View the first-boot log to confirm setup completed successfully:
cat /var/log/sim-onboot.log
View the generated secrets:
cat /opt/sim/.env
## Using Ollama (Local AI)
Sim is pre-configured with a local AI model (llama3.2:3b) powered by Ollama.
No API keys required.
### Workflow Setup Guide
- Login: Open `https://` and log in to Sim UI
- Create a New Workflow: In the left panel, click **"+"** to create a new workflow
- Add Agent Block: Click the new workflow -> right panel -> **Toolbar** -> **Blocks** -> click on **Agent**
- Connect Blocks: **Start** and **Agent** blocks are automatically connected on the canvas
- Configure the Agent: Click **Agent** block -> select **`llama3.2:3b`** by scrolling down under **Model**
- Enter a Prompt: In **Messages** box, type your prompt
- Run: Click green **Run** button on top right
- View Response: Output appears in the **Output** panel at the bottom
> **Note:** Response time may take 1-3 minutes depending on server hardware.
---
## Useful commands
Check Sim container status:
docker compose -f /opt/sim/docker-compose.prod.yml ps
View Sim logs:
docker compose -f /opt/sim/docker-compose.prod.yml logs -f
Check Sim service:
systemctl status sim
Check nginx service:
systemctl status nginx
Restart Sim:
systemctl restart sim
Pull latest Sim images and restart:
cd /opt/sim && docker compose -f docker-compose.prod.yml pull && systemctl restart sim
View systemd journal for Sim:
journalctl -u sim -n 100 --no-pager
Verify listening ports:
ss -tulnp
Check Ollama status:
systemctl status ollama
List available models:
ollama list
Test Ollama responds:
ollama run llama3.2:3b "hello"
## Minimum Resources
| Resource | Minimum |
|----------|----------|
| CPU | 4 vCPUs |
| RAM | 16 GB |
| Disk | 100 GB |
Running Sim on an instance with less than 16 GB of RAM will likely result in out-of-memory errors during the first boot or under load.
## Notes
- All secrets are generated fresh on every new instance.

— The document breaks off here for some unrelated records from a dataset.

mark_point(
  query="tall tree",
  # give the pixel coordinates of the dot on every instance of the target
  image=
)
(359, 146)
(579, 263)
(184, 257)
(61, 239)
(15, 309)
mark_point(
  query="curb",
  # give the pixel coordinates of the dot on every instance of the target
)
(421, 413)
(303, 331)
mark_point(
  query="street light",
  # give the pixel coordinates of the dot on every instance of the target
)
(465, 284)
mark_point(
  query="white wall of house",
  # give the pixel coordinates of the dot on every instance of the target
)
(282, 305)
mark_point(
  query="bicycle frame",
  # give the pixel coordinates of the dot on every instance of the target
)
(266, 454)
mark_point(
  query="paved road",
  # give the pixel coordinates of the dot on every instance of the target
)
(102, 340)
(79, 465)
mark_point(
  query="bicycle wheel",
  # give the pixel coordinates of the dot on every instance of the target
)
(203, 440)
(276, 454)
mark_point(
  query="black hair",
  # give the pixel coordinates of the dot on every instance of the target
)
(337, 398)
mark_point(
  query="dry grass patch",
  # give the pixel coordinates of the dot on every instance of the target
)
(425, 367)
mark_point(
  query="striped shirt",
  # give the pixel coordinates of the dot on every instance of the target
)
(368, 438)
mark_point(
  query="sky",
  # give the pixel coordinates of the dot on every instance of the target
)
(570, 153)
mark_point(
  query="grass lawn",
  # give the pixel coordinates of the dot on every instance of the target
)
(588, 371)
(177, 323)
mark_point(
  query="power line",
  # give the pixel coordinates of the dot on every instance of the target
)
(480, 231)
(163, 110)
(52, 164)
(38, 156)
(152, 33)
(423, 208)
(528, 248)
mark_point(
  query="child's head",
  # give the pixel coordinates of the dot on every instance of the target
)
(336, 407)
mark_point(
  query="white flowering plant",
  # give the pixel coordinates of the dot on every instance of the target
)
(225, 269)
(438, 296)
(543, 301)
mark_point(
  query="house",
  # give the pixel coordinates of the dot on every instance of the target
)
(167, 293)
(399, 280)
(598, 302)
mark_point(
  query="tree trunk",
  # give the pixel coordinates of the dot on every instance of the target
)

The .env file in the image contains only placeholders.
- PostgreSQL and Redis are not exposed externally. They are only reachable within the Docker Compose network.
- Logs are written to /var/log/sim-onboot.log for first-boot events and to Docker container logs for runtime events.
- The Sim UI is served on port 443 (HTTPS). Port 80 redirects to HTTPS automatically.
- NVIDIA Container Toolkit is pre-installed to support GPU-accelerated model inference if the instance has a GPU.
- Ollama is pre-installed with llama3.2:3b. In Sim, select Ollama as the provider and pick llama3.2:3b to use the local model without any API keys.
- Ollama runs on the host and is accessible to Sim via the Docker bridge gateway. The OLLAMA_URL is set automatically on first boot.
## Links
**Sim**
* Manage: [https://{server_ip}](https://{server_ip})
* Documentation: [https://docs.sim.ai](https://docs.sim.ai)
* GitHub: [https://github.com/simstudioai/sim](https://github.com/simstudioai/sim)
* Website: [https://sim.ai](https://sim.ai)
* Docker CE: [https://docs.docker.com/engine/install/ubuntu/](https://docs.docker.com/engine/install/ubuntu/)
* pgvector: [https://github.com/pgvector/pgvector](https://github.com/pgvector/pgvector)
* Ollama: [https://ollama.com](https://ollama.com)
* Ollama Model Library: [https://ollama.com/library](https://ollama.com/library)
* Sim Self-Hosting Docs (Ollama): [https://docs.sim.ai/self-hosting/docker#ollama](https://docs.sim.ai/self-hosting/docker#ollama)
root@server-123456:~# cat /var/log/sim-onboot.log
Summary
This guide shows you how to quickly set up Sim, a powerful testing and automation tool, using the Bluehost VPS one-click installer. Keep in mind that using this installer completely overwrites your server and permanently deletes all existing files and data.